Unless you’ve been living under a rock for the last couple years, you’ve likely heard all you ever wanted to hear about big data in healthcare (well, that is, unless your job is intimately tied to it, which will likely be more of you as time goes on). That said, the opportunities to leverage big data are fantastic and will undoubtedly lead to significant advances in the areas of new technologies, personalized medicine, disease research, diagnostics, and more.
As such, I’m rarely tired of hearing of the trends and directions this aspect of the industry is headed. With that in mind, I was thrilled to have the opportunity to speak with Paul Terry, the CEO of PHEMI Systems, a company that specializes in the management and organization of healthcare data. He pretty much breathes big data and the healthcare sector is certainly a focus area.

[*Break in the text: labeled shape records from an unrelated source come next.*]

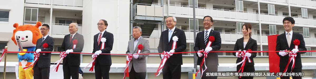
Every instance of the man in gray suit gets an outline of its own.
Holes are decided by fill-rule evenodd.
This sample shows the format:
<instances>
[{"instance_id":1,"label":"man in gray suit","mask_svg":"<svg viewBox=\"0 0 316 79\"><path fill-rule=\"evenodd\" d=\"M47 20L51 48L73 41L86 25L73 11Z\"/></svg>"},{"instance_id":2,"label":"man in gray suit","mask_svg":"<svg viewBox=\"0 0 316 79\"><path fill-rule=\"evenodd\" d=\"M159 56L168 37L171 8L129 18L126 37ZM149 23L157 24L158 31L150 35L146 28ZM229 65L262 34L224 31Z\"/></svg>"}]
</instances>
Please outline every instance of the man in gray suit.
<instances>
[{"instance_id":1,"label":"man in gray suit","mask_svg":"<svg viewBox=\"0 0 316 79\"><path fill-rule=\"evenodd\" d=\"M129 60L126 57L127 61L131 61L128 65L128 72L130 79L145 79L146 76L146 57L149 55L138 55L137 53L138 50L137 47L140 44L143 45L143 48L138 54L149 53L149 41L147 39L142 37L142 28L138 26L133 28L133 37L134 39L128 41L128 46L126 53L133 54L131 60Z\"/></svg>"}]
</instances>

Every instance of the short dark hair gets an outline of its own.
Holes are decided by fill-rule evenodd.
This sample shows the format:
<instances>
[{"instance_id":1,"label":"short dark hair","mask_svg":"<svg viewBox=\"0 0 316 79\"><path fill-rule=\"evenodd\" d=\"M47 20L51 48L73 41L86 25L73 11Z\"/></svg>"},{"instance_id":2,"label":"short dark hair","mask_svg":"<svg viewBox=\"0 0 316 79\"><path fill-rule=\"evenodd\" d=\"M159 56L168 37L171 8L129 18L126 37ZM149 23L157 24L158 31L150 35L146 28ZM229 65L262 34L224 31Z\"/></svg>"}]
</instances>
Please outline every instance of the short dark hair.
<instances>
[{"instance_id":1,"label":"short dark hair","mask_svg":"<svg viewBox=\"0 0 316 79\"><path fill-rule=\"evenodd\" d=\"M43 24L43 25L42 25L42 26L46 26L46 27L47 28L47 29L49 29L49 26L48 25L47 25L47 24Z\"/></svg>"},{"instance_id":2,"label":"short dark hair","mask_svg":"<svg viewBox=\"0 0 316 79\"><path fill-rule=\"evenodd\" d=\"M204 20L204 19L205 19L205 18L206 18L206 17L209 17L210 18L211 18L211 21L212 22L213 22L213 18L212 18L212 17L211 17L210 16L208 16L208 15L207 15L207 16L204 16L204 18L203 18L203 20Z\"/></svg>"},{"instance_id":3,"label":"short dark hair","mask_svg":"<svg viewBox=\"0 0 316 79\"><path fill-rule=\"evenodd\" d=\"M104 22L104 25L105 25L107 26L107 21L106 21L105 20L103 20L103 19L102 20L100 20L100 21L101 21L101 20L103 21ZM106 27L106 28L105 28L105 29L106 29L107 28L107 27Z\"/></svg>"},{"instance_id":4,"label":"short dark hair","mask_svg":"<svg viewBox=\"0 0 316 79\"><path fill-rule=\"evenodd\" d=\"M284 18L284 19L283 19L283 21L282 22L284 22L284 21L289 21L290 22L291 22L291 23L292 23L292 24L295 24L295 21L294 20L294 19L293 19L293 18L290 17L287 17Z\"/></svg>"}]
</instances>

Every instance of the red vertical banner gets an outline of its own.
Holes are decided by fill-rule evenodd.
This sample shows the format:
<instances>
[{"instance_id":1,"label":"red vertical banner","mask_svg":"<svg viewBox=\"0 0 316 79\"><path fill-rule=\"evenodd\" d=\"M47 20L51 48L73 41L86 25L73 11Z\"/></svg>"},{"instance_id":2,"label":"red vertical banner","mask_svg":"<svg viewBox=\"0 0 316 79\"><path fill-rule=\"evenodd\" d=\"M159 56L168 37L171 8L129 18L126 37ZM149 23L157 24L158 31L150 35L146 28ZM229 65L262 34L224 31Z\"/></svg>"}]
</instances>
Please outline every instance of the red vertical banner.
<instances>
[{"instance_id":1,"label":"red vertical banner","mask_svg":"<svg viewBox=\"0 0 316 79\"><path fill-rule=\"evenodd\" d=\"M276 37L279 35L268 36L268 45L269 51L275 51L276 46ZM280 57L276 52L269 52L269 67L270 72L275 73L280 72Z\"/></svg>"},{"instance_id":2,"label":"red vertical banner","mask_svg":"<svg viewBox=\"0 0 316 79\"><path fill-rule=\"evenodd\" d=\"M127 66L127 64L128 63L128 61L126 61L126 66ZM127 67L127 69L125 70L125 72L126 72L126 74L125 74L126 77L130 77L130 75L129 75L128 74L128 67Z\"/></svg>"}]
</instances>

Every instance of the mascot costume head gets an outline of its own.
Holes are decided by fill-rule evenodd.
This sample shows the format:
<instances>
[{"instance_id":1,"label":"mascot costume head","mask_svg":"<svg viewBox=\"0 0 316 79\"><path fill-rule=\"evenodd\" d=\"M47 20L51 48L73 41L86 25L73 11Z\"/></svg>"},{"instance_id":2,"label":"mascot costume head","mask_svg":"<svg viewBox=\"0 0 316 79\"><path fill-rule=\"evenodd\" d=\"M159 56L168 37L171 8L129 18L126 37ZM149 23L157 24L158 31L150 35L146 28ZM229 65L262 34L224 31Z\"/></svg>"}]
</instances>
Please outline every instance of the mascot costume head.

Sean Fenske: Thank you for your time today to speak with me about big data in the healthcare space. First, can you give me a quick overview of what PHEMI does?
Paul Terry: We use big data to create vast knowledge repositories, with the indexing and cataloging to find the information you need whenever you need it. Take Google, which uses big data to aggregate all public web pages in the world into one space. Imagine if you could do that for private data, like healthcare records. That’s what PHEMI does.
Fenske: How did the company get started? What was the inspiration?
Terry: PHEMI was founded by medical people working in critical care. When physicians need information, it has to be at their fingertips. But that data is often spread across hundreds or thousands of databases. A hospital would need half a million connections to connect a thousand databases. Currently, they may have 10. So most data is left siloed, stranded. And it’s not just an issue in the clinical space — the same fragmentation affects medical research, healthcare business operations, healthcare policy, and many other areas.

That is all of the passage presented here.